The pages came in looking unrelated. Postgres wouldn't accept connections, the mail relay was bouncing, and cron jobs were silently not running. Three different services, three different teams reaching for their own runbooks. The common thread was the host, and the host had a full /var.
That's the thing about a full /var: it doesn't fail loudly in one place. It fails quietly everywhere that needs to write a socket, a lock, a pid file, a spool entry, or a log line. Postgres couldn't create its stats temp file. The mailer couldn't queue. Cron couldn't write its own logs and gave up. Each service's error pointed inward at itself rather than at the shared disk underneath them all.
$ df -h /var
Filesystem Size Used Avail Use% Mounted on
/dev/sda3 20G 20G 20K 100% /var
The culprit was, predictably, logs. A misconfigured application had been writing a stack trace per request at several thousand requests a minute, and nobody had logrotate pointed at its directory. du -xhd1 /var | sort -h found it in seconds once we were looking at the right thing.

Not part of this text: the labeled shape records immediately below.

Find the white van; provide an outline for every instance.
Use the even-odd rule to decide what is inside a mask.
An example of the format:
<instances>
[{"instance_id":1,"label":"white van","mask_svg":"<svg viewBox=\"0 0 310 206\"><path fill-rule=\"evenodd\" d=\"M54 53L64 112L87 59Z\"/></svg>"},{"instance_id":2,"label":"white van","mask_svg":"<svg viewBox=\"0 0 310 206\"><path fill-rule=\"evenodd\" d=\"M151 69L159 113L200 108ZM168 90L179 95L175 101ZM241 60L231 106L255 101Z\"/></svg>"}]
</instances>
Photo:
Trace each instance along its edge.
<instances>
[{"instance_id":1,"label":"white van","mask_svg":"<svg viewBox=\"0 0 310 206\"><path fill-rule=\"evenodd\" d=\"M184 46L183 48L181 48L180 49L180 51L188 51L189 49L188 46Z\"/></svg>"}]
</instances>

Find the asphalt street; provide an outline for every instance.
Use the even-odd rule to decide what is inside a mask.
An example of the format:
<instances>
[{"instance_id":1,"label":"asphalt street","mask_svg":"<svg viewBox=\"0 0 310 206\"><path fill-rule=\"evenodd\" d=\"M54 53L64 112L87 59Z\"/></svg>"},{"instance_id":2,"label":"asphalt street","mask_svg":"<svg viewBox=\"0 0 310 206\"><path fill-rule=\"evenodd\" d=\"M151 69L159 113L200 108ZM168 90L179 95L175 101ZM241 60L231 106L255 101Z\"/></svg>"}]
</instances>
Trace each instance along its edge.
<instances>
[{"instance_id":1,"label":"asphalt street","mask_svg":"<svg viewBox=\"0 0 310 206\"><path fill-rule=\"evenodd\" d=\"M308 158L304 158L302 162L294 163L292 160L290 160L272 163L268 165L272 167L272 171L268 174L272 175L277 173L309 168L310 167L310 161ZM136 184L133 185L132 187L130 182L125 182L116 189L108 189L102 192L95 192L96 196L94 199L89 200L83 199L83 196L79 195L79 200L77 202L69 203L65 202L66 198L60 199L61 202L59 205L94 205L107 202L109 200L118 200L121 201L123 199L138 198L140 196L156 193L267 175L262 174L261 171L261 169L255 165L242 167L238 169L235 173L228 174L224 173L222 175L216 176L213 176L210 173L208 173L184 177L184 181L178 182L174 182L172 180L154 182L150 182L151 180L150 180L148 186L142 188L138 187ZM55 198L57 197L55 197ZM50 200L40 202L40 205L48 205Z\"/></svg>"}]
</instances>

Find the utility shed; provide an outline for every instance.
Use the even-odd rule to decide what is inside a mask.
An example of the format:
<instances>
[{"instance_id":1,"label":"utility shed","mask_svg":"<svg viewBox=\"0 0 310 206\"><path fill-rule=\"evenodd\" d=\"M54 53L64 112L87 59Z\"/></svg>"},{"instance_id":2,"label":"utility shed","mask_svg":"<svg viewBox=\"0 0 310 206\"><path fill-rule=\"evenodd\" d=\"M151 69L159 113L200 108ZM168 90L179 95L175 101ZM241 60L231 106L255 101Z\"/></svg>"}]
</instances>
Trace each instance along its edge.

The fix was trivial: truncate the offending log, get logrotate watching it, and add a disk-space alert that fires at 85 percent rather than waiting for the services to fall over at 100. The lesson is the diagnostic order. When several unrelated services on one box go strange at once, don't debug the services. Check the boring shared resources first: disk, inodes, memory, file descriptors. df, df -i, free. It's almost never a coincidence, and it's usually /var.